The Orioles’ win Sunday before an announced 35,217 was again spurred by pitching: Tillman’s seven shutout innings, another scoreless performance by newcomer Andrew Miller and closer Zach Britton’s 23rd save that cemented the club’s ninth shutout of the season.
Also, like most Orioles games in roughly two weeks, it was determined by the slimmest of margins. The Orioles’ last six victories, and eight of their last nine games, have been decided by one run.
The win gave the Orioles a 4-2 homestand and a 5-2 record against the Mariners (57-54) in their season series. It also marked the fourth consecutive series won by the Orioles, the first time they have done that this season.
Tillman (8-5), who struggled in his last outing, was superb Sunday, allowing four hits, walking none and striking out six batters. Only once did he allow two base runners in an inning, and he struck out his final two batters to extinguish that threat. It came against the team that originally drafted Tillman before trading him to the Orioles as part of the deal for Erik Bedard in 2008. Tillman is now 6-0 in six career starts versus Seattle.

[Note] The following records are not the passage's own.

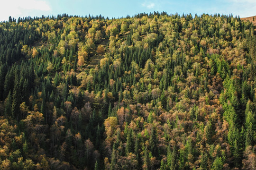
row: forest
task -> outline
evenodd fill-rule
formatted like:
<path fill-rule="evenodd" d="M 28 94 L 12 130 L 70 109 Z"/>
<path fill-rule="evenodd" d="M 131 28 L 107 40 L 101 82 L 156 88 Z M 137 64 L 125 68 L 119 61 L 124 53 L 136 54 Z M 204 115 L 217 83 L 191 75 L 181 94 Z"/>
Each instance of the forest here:
<path fill-rule="evenodd" d="M 0 22 L 0 170 L 256 170 L 256 32 L 232 15 Z"/>

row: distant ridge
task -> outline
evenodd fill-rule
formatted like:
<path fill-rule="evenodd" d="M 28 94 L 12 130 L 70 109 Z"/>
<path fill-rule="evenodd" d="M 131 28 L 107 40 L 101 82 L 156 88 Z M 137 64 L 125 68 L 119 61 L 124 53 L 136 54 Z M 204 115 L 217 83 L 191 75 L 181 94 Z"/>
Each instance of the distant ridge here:
<path fill-rule="evenodd" d="M 254 21 L 253 19 L 253 18 L 254 17 Z M 252 16 L 252 17 L 246 17 L 244 18 L 241 18 L 241 20 L 242 21 L 247 21 L 247 20 L 249 20 L 249 21 L 252 22 L 253 24 L 253 25 L 254 26 L 255 30 L 256 31 L 256 16 Z"/>

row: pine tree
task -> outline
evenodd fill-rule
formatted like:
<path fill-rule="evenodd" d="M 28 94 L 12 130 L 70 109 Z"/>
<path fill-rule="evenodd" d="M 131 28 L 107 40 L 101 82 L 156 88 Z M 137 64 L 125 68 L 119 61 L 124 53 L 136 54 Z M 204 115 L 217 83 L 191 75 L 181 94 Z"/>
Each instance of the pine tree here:
<path fill-rule="evenodd" d="M 12 101 L 11 99 L 11 92 L 10 91 L 6 99 L 6 104 L 5 105 L 5 108 L 4 110 L 4 115 L 5 116 L 11 116 L 12 103 Z"/>

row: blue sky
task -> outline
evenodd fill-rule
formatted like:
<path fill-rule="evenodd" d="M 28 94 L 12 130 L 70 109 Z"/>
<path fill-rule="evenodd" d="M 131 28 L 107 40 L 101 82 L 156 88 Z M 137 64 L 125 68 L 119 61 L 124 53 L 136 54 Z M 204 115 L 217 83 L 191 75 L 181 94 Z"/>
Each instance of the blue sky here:
<path fill-rule="evenodd" d="M 7 0 L 1 2 L 0 21 L 9 16 L 18 18 L 56 15 L 93 16 L 118 17 L 154 11 L 192 13 L 233 14 L 240 17 L 256 15 L 256 0 Z"/>

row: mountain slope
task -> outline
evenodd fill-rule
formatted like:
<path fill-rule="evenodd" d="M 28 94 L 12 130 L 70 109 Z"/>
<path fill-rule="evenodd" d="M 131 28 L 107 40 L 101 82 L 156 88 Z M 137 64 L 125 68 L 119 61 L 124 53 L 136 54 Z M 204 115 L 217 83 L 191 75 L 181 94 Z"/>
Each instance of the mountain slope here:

“Just another team now,” Tillman said.
It was also a tremendous — and noteworthy — afternoon for Markakis.
After homering in the first inning, Markakis singled to right field in the third for the 1,500th hit of his career. He is one of only six players to have at least 1,500 hits with the Orioles, joining Cal Ripken Jr., Brooks Robinson, Eddie Murray, Brady Anderson and Boog Powell.
“I hope everybody understands what we're watching here,” manager Buck Showalter said. “We talk about some of those guys through the years that were solid Orioles; you've got to mention his name, hopefully, for many years.”
At 30, Markakis likely would have to have at least nine more productive seasons to reach the vaunted 3,000-hit plateau — which is daunting but not impossible, assuming he can stay healthy.
“1,500’s a big accomplishment, you just pat him on the butt and hopefully he hits another 1,500 before he’s done,” Hunter said.
A potential free agent at year’s end, Markakis downplayed the hitting milestone, and the fact that he had three of the Orioles’ five hits against Iwakuma (9-6).
“A lot of hard work and time and dedication, it pays off,” Markakis said. “[But] I don’t look at things like that. The scoreboard is the main outcome. We won the game today whether I got no hits or eight hits.”
With a chance for a cycle if he could hit a triple in the eighth, Markakis popped up in his final at-bat Sunday. Afterward, he concentrated more on what it means to be a good teammate than what he had just done against a tough Mariners club.
“All that really matters is what my teammates think,” Markakis said. “If you can go out there and put yourself on that field every day and give yourself and your team a chance to win, I think that says a lot about a lot of players we have around here.”
Orioles first baseman Chris Davis said he’s surprised by just how underappreciated Markakis seemingly is outside of the Baltimore area. But, he said, that’s not the case within the clubhouse.
“He has been here through the good times and the not-so-good times. I think he is probably one of the most consistent guys I’ve ever played with,” Davis said. “If you don’t play on the East Coast or if you’re not really paying attention, he’s one of those guys that kind of flies under the radar. … He’s just a solid player and a guy you know you can lean on.
“And he doesn’t ever seem like he ever gets overwhelmed.”